BOB LIEPA PHOTO | Riverhead Coach Steve Failla and his Blue Waves posed during a photo session before a recent practice.


The sun couldn’t be seen. It was about 40 degrees outside and the wind was gusting by the putting green at Cherry Creek Golf Links, the home course for the Riverhead High School girls golf team. It was definitely a hot chocolate day.

Hot chocolate is not only the drink of choice for the Blue Waves, but it is what keeps them going during those bitter, raw days of early spring.

Coach Steve Failla uses hot chocolate as a motivating tool for his players during those cold practices. The heated beverage warms their spirits and does its small part in helping to build a program that is barely out of its infancy.

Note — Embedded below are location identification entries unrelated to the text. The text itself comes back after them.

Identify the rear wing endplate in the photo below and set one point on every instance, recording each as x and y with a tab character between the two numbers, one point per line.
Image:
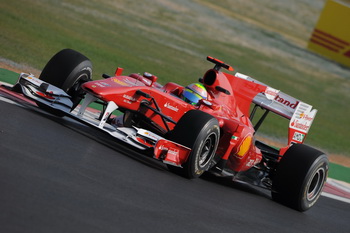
300	114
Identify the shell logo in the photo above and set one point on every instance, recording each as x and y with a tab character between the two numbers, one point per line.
244	147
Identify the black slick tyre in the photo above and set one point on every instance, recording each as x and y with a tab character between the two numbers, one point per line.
67	69
200	132
300	177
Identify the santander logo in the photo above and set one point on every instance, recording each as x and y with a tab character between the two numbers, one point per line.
292	103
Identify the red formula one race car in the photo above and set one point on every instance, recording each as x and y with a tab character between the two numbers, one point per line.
203	127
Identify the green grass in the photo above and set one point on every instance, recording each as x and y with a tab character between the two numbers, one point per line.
172	39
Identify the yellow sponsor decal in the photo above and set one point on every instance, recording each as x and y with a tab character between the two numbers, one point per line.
244	147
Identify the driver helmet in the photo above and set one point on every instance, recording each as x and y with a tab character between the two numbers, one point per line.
193	93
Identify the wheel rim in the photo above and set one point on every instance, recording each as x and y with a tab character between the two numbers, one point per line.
207	150
316	184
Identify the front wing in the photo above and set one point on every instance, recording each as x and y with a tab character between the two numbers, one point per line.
168	152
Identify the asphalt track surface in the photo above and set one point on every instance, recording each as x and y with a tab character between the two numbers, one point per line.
57	175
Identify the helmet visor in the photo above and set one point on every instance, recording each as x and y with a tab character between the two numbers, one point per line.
191	97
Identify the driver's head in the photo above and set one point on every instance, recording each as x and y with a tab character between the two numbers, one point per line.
193	93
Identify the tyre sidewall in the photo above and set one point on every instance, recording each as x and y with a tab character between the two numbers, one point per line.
294	173
210	129
320	163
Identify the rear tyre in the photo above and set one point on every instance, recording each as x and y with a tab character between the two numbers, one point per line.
300	177
68	70
200	132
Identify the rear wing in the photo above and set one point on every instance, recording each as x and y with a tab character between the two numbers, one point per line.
300	114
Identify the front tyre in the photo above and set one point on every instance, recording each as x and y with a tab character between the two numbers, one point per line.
300	177
67	70
200	132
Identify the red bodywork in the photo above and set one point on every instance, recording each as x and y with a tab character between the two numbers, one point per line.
230	107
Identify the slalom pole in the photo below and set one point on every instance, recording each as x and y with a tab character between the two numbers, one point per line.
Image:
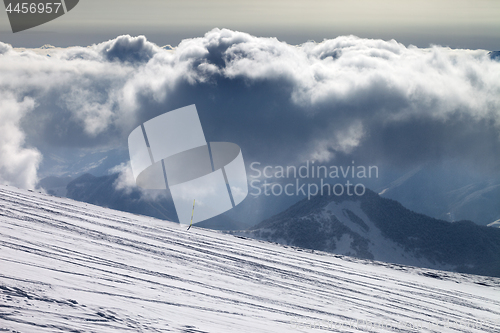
192	213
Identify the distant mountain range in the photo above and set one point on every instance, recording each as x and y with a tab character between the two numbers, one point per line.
377	228
101	191
447	194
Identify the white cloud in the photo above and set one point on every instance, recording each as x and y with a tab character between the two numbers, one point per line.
18	164
317	99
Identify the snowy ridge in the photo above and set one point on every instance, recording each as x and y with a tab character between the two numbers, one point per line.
71	266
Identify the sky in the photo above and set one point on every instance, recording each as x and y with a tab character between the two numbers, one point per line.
378	82
455	23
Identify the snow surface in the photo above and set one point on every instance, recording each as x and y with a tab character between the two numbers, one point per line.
70	266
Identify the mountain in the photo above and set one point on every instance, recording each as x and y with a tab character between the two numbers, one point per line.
377	228
55	185
101	191
448	194
68	266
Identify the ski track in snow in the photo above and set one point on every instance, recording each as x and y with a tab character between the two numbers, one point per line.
67	266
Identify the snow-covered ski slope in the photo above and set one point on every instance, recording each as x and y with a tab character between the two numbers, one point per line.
67	266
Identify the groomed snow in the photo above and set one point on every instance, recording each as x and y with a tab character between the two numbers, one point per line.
70	266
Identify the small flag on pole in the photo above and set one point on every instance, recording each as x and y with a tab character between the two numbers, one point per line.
192	213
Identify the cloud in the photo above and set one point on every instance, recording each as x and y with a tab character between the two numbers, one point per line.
348	97
18	164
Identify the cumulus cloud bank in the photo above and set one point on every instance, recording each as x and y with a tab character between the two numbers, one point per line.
348	97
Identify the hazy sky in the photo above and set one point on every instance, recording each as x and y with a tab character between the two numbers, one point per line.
455	23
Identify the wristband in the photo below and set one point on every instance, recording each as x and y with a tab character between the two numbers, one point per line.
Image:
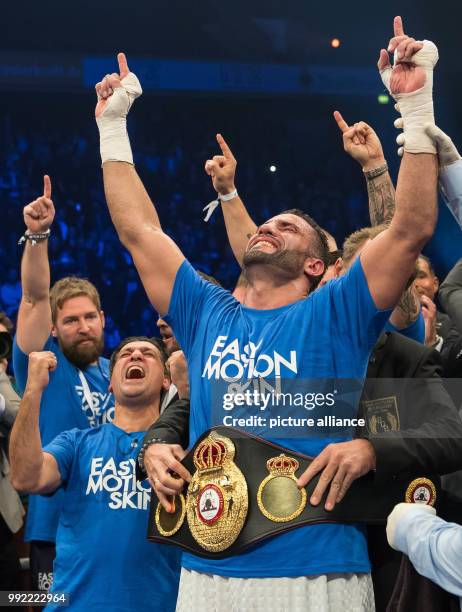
144	446
216	203
34	238
371	174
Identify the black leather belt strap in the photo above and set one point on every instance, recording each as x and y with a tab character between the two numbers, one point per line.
368	500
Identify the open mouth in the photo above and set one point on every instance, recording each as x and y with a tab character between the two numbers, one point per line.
134	372
266	244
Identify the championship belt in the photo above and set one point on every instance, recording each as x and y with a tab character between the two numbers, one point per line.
244	490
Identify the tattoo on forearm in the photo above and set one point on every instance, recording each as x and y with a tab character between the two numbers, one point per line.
381	199
409	307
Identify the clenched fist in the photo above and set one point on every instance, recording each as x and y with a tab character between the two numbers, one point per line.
39	214
222	168
40	365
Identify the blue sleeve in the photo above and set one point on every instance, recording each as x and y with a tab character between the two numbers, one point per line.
192	296
434	548
63	449
415	331
354	308
450	182
21	362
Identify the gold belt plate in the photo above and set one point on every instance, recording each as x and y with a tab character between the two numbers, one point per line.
278	496
217	498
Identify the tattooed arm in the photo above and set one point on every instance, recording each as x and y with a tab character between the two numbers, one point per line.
362	143
381	192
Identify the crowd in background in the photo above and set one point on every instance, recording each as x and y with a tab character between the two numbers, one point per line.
170	151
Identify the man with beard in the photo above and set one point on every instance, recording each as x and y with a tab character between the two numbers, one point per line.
290	331
103	559
69	322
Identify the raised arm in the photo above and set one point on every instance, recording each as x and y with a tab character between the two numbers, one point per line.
450	295
32	470
239	225
157	258
388	261
362	143
34	317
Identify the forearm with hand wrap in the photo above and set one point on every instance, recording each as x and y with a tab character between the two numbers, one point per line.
416	108
112	122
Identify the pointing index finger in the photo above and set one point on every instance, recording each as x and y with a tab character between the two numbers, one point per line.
224	147
46	187
398	26
343	125
123	65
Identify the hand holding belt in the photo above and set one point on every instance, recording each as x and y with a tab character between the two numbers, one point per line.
244	490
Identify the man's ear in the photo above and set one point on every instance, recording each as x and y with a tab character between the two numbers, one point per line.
338	267
166	382
314	267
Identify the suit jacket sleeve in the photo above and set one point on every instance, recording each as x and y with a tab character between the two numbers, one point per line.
172	427
431	441
450	295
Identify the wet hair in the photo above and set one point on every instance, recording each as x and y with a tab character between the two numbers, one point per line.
157	342
70	287
333	256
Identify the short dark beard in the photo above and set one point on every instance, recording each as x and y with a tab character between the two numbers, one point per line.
286	264
83	356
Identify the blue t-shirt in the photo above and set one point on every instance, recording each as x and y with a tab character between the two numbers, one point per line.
103	559
330	334
63	407
414	331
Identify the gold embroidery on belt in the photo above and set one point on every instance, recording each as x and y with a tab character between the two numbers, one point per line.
421	491
278	496
217	498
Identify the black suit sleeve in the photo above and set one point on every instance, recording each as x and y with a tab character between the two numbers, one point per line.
430	438
172	427
450	295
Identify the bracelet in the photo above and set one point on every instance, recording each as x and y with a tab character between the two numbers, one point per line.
228	196
211	206
370	174
144	446
34	238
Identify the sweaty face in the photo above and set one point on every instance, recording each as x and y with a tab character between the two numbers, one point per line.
138	375
169	340
79	329
426	282
283	243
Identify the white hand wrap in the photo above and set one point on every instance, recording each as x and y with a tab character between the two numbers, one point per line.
396	515
112	123
416	108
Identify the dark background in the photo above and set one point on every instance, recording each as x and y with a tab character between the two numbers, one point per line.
53	131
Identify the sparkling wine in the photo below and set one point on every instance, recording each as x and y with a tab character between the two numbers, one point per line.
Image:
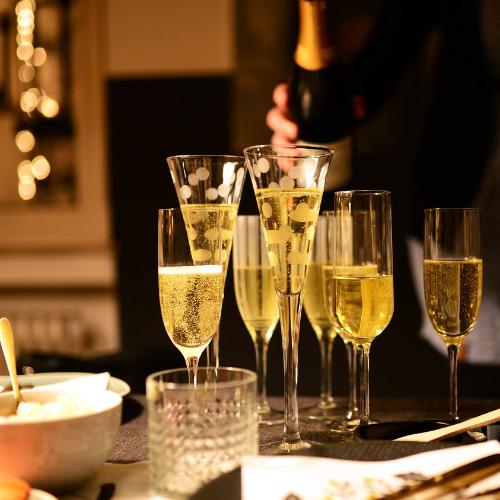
453	291
191	302
364	303
289	220
320	88
316	302
203	221
256	298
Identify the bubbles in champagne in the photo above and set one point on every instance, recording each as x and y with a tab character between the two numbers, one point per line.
202	173
267	210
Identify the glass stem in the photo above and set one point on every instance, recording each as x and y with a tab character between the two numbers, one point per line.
290	309
326	349
364	386
192	366
452	360
213	351
352	375
261	368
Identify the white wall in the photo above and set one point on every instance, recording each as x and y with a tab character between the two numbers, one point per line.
163	37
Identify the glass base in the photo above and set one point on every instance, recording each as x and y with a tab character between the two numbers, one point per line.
328	412
271	417
300	447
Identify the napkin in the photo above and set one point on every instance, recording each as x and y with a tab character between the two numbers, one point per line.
92	383
314	478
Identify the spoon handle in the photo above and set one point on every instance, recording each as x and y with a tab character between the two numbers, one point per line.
7	342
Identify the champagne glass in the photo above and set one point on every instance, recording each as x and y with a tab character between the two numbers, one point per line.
288	182
362	274
209	187
325	326
453	279
191	286
256	299
351	415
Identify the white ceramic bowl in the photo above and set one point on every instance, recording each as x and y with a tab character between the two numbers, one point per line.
58	455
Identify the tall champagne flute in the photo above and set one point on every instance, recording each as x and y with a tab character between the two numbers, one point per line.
325	327
209	187
256	299
191	286
288	182
362	274
351	415
453	279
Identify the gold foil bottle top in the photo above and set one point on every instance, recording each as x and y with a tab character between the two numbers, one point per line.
314	49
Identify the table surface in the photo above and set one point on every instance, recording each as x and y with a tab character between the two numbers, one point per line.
131	445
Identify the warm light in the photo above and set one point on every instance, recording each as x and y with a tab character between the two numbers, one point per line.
24	51
29	100
26	73
25	141
23	6
26	190
27	37
48	107
24	171
40	167
39	56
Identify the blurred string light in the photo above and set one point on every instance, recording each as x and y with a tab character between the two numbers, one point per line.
31	100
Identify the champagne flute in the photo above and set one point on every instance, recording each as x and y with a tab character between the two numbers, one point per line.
453	279
351	415
362	274
191	286
209	189
256	299
325	327
288	182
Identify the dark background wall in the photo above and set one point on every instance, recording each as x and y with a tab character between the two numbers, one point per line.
150	119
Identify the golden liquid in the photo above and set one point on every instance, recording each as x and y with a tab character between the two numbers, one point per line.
289	220
202	225
191	302
453	290
256	299
315	303
363	304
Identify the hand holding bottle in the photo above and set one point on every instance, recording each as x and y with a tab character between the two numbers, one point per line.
278	119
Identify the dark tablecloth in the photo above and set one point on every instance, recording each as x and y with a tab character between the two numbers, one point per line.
131	444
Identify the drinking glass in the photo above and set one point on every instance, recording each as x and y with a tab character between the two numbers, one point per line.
316	308
362	274
288	182
209	187
191	285
197	434
351	415
453	279
256	299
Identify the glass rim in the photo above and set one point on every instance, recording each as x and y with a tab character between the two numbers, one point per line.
209	156
452	209
250	377
322	151
362	191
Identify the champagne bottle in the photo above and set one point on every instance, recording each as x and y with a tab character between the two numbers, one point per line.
320	91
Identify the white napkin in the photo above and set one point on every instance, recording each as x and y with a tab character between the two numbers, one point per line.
312	478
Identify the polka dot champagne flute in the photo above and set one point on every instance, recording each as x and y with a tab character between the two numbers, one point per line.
209	189
288	182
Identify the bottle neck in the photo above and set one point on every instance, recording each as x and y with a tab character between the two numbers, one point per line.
314	49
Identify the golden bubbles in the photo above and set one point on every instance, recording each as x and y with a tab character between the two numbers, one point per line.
25	141
39	56
40	167
48	106
26	73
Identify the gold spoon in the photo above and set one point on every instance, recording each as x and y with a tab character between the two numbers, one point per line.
7	342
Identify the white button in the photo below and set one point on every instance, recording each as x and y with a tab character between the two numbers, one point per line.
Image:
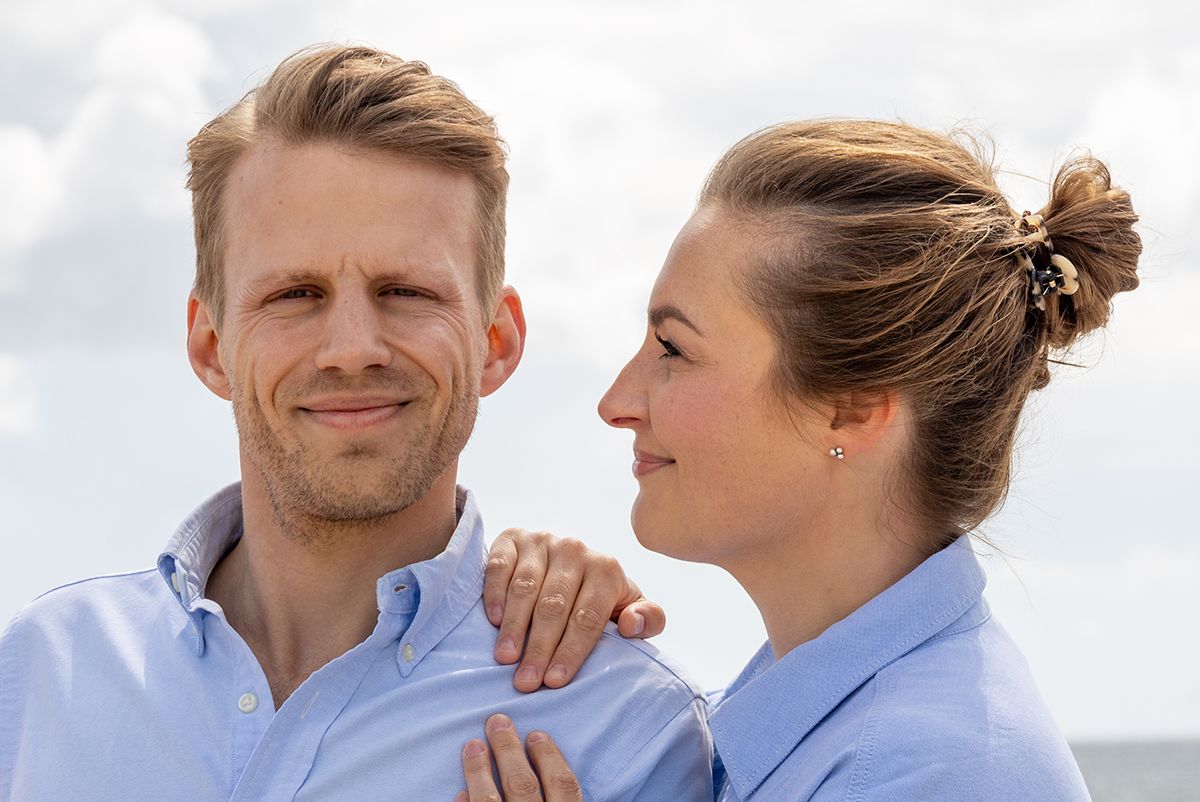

Progress is coming slowly but surely for Riverhead, which is in its fourth varsity season. Rich Gebhardt started the team three years ago. Failla took over the reigns this year, following Gebhardt’s retirement.


BOB LIEPA PHOTO | Riverhead freshman Jackie Hulse did not seem pleased with a putt.


The first thing the Blue Waves learned about varsity golf is that wins don’t come easily. Riverhead was winless in its first two seasons and went 2-34 in its first three years.

Aysha Ozyilmaz, a junior who is the only remaining member of Riverhead’s first varsity team, said Riverhead is in a better situation than it was four years ago when half of the players had never played golf before. “It was hard at first because I really didn’t know what I was doing, but it was exciting, though, to learn a completely new sport,” she said.

Failla said the playing experience on this year’s team varies, but most of the Blue Waves have been golfing for two to three years.

“We learn from each other,” Ozyilmaz said. “We progress every year. It was hard the first couple of years, but now we’re really getting it together.”

And these Blue Waves are young. Ozyilmaz is the only upperclassman among them. Her teammates consist of four sophomores (Corey Gianuzzi, Catherine Brophy, Rebecca Merker and Carina Oliva) and four freshmen (Kaylee Wells, Jackie Hulse, Erin Kealey and Karyn Torre).

The odds are stacked against them. They have their hands full, competing against more established teams from Mount Sinai, Ward Melville, Sachem East, Sachem North and Longwood.

“We knew it was going to be a challenge,” Failla said. “You have to have patience, and you know what? They show up every day and they want to get better and they work at it.”

Although a win has eluded them this season, they have already made improvements. They lost their first three Suffolk County League III matches. Despite falling to the defending league champion Mount Sinai Mustangs, 8-1 and 7-2, Riverhead’s starters took 27 strokes off their game in the rematch. Hulse went from an 83 to a 57 in 24 hours. Last Wednesday Riverhead lost, 7-2, to the Sachem East Flaming Arrows.

BOB LIEPA PHOTO | Ashya Ozyilmaz, a junior, is Riverhead's only upperclassman as well as the only remaining player from the school's original varsity team.

Failla, however, sees encouraging signs for the future. Riverhead doesn’t have a middle school or junior varsity team to develop players, but that may change down the line.

“We have quite a few girls in the middle school who are interested in playing, so the numbers are going to grow,” said Failla, who plans to run an intramural league when the season ends. “If we keep them playing together, the sky’s the limit. I believe that.”

It’s a fun-loving group, whether it be joking around during a team photo session or trying to talk Failla into letting them drive a golf cart (“We all dream about that,” said Kealey.)

“I love this team,” Hulse said. “I love everybody on it. There’s never a bad time. Everywhere we go, we just bring the fun with us.”

It may take a while before wins start piling up on a regular basis, and getting to drive a golf cart may not be in the near future, but there is something the Blue Waves can always count on to warm their thoughts.

Said Hulse, “There’s always hot chocolate.”